ARSÈNE LUPIN

 

    Conocida su anterior película, Belphegor: El Fantasma Del Louvre, no esperábamos mucho del francés Jean-Paul Salomé. Y es que parece que la mayoría de nuevos directores franceses hayan aprendido en la misma escuela, porque sea cual sea la temática de sus filmes (acción, terror, comedieta) su estilo es idéntico. Me refiero a los Salomé, Louis Leterrier, Gérard Krawczyk o Gérard Pirès, por ejemplo. Cuando ves cinco minutos de cualquiera de estos films automáticamente sabes que el director es francés, lo notas. Y lo malo es que esto no es precisamente para bien: comedietas con las que no te ríes demasiado, terror que no atemoriza, acción con escasa espectacularidad...
Pero afortunadamente de vez en cuando aparecen de entre ellos algunos virtuosos como Alexandre Aja, cuya Haute Tension fue de lo mejor de Sitges 2003.

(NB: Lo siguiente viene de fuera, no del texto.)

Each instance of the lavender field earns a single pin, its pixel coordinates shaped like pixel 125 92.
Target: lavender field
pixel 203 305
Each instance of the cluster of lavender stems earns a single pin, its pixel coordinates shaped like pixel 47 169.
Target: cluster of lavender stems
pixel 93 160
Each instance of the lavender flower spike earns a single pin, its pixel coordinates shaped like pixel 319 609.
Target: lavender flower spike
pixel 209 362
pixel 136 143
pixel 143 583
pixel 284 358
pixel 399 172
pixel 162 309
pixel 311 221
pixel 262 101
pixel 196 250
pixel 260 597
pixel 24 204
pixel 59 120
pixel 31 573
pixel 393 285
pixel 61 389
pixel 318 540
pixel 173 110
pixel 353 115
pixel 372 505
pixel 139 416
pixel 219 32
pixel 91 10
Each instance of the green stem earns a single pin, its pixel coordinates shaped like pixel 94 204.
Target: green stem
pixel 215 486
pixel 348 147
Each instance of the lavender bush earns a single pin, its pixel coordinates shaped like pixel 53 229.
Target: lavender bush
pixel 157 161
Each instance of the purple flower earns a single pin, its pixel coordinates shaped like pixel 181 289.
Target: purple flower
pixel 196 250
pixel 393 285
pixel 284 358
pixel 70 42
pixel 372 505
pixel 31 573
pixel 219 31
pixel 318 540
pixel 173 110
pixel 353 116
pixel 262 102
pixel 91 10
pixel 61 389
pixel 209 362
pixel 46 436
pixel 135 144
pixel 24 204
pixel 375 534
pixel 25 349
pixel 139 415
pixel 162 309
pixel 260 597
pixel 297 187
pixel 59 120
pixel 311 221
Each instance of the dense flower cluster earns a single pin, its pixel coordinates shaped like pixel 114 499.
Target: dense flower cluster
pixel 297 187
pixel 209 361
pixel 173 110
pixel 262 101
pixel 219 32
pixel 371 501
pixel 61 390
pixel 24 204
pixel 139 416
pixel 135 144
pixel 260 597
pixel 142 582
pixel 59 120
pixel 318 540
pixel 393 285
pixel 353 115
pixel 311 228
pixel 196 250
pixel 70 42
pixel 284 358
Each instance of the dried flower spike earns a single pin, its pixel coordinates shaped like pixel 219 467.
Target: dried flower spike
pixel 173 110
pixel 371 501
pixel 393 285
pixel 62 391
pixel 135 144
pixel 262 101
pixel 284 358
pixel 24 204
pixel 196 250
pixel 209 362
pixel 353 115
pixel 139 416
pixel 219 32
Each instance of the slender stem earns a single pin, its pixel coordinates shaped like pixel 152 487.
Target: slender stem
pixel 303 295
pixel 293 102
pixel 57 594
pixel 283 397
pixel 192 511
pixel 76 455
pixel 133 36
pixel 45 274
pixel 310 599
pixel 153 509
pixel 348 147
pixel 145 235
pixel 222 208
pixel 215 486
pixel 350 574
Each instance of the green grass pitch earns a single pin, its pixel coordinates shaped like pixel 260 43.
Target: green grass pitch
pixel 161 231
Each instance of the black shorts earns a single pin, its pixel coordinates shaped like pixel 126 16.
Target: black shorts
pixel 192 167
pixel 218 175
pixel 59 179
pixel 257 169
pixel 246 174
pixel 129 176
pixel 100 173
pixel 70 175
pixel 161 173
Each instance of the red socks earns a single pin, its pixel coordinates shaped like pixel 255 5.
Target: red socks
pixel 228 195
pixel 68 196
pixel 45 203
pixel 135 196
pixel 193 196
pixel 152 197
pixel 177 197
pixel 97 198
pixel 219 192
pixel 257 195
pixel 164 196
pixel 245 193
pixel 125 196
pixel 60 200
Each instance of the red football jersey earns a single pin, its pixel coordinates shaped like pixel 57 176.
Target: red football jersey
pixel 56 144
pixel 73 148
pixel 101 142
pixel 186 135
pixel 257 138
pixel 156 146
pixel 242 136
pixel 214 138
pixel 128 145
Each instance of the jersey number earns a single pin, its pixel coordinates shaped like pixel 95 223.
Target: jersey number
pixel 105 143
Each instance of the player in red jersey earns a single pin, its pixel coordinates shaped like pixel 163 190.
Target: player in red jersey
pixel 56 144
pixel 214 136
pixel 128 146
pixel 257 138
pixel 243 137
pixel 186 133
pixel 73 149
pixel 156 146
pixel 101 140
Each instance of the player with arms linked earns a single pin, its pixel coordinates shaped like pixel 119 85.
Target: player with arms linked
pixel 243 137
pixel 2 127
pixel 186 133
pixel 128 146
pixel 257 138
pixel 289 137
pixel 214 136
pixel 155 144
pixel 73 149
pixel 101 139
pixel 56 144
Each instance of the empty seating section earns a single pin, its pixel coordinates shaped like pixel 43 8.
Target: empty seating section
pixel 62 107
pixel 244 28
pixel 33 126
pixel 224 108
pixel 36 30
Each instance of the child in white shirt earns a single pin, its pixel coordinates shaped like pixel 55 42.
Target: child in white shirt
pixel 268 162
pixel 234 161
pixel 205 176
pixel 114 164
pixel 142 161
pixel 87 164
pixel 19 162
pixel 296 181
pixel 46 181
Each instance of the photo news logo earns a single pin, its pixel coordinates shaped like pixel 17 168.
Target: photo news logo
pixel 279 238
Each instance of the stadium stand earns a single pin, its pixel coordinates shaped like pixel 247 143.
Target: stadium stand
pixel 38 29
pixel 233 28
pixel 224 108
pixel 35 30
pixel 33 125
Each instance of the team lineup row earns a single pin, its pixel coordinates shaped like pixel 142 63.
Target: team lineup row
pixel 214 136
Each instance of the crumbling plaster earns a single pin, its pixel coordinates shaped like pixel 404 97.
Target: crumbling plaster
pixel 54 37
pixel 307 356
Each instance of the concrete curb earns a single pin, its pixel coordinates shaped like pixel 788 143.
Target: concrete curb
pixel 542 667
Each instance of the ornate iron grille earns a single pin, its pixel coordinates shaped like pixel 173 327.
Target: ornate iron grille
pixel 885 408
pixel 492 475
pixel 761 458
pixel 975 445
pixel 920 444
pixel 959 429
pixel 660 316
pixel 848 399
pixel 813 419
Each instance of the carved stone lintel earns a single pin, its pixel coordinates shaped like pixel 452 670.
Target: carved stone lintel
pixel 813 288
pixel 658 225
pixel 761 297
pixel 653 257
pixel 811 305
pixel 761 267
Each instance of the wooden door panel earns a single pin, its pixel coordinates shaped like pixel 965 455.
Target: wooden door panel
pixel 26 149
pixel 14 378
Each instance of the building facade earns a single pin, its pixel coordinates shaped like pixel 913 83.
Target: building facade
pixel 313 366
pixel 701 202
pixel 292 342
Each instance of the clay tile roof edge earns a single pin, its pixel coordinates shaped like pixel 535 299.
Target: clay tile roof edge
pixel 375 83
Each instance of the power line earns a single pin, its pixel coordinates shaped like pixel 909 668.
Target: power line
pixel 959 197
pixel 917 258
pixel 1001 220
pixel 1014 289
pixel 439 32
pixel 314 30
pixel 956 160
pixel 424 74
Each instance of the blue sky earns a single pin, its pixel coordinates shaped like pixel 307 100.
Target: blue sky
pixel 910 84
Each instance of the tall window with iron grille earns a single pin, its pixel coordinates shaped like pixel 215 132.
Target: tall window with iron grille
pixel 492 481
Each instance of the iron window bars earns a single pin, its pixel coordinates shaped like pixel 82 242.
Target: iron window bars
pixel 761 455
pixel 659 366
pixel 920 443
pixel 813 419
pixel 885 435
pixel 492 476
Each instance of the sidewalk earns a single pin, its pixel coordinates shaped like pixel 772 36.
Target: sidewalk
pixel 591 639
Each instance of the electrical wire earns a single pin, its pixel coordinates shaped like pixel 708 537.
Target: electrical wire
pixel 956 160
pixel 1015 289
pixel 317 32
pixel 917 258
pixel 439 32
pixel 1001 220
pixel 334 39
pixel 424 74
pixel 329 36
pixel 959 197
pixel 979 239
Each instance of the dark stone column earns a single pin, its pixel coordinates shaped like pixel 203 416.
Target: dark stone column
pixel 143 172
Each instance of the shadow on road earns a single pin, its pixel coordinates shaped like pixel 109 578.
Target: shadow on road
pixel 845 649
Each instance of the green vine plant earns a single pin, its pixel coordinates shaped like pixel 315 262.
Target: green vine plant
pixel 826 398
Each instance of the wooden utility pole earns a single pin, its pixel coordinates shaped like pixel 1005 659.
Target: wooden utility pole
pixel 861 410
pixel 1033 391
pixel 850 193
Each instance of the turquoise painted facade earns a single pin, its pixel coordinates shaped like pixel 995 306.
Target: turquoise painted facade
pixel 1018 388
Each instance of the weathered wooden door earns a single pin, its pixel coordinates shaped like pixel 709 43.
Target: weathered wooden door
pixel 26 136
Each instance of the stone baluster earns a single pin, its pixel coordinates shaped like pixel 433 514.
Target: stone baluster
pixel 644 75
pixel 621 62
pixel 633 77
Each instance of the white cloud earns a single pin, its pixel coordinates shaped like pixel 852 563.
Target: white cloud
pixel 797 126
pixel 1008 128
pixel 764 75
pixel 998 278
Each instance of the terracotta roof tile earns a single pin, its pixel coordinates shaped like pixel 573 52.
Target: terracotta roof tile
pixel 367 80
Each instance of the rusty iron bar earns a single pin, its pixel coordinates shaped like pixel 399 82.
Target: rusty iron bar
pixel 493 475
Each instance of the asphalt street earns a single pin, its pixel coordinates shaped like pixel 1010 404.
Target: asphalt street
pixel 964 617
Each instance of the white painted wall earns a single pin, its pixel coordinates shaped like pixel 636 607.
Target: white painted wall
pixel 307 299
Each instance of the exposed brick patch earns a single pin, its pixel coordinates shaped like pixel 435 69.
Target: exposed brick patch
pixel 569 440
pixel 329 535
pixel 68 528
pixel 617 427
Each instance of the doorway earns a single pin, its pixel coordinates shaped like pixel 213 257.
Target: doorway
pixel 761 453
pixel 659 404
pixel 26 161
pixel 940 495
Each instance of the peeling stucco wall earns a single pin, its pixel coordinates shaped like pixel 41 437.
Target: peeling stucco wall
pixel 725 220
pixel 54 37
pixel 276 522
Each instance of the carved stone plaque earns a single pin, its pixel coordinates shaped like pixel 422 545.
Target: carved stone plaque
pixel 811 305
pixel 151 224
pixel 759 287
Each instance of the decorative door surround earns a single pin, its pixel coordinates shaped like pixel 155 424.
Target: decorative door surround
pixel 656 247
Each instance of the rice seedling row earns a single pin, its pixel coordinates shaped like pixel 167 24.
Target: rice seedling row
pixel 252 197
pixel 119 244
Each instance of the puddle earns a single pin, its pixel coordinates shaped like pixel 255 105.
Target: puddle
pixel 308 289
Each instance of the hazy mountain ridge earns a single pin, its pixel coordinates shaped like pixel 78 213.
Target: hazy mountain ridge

Centrándonos en Arsène Lupin, encontramos que empieza bien: bueno ritmo, simpática, courrente y cómplice. Esto se mantiene, más o menos, durante hora y media, que es lo que debería haber durado. Los siguientes y supérfluos 40 minutos son farragosos y prescindibles, y están allí para ofrecernos una supuesta gran sorpresa que, una vez más, no sorprende (o, al menos, estamos ya con tal deseo de que acabe la cinta que nos da igual lo que ocurra). Estos franceses caen una vez más en su reiterado error.

La historia es la conocida vida de Arsène Lupin, ladrón de guante blanco encarnado con eficiencia y simpatía por Romain Duris. Se agradece el rostro de Eva Green en el reparto, y lo completa una Kristin Scott Thomas hablando en francés e interpretando a un personaje misterioso pero vacuo.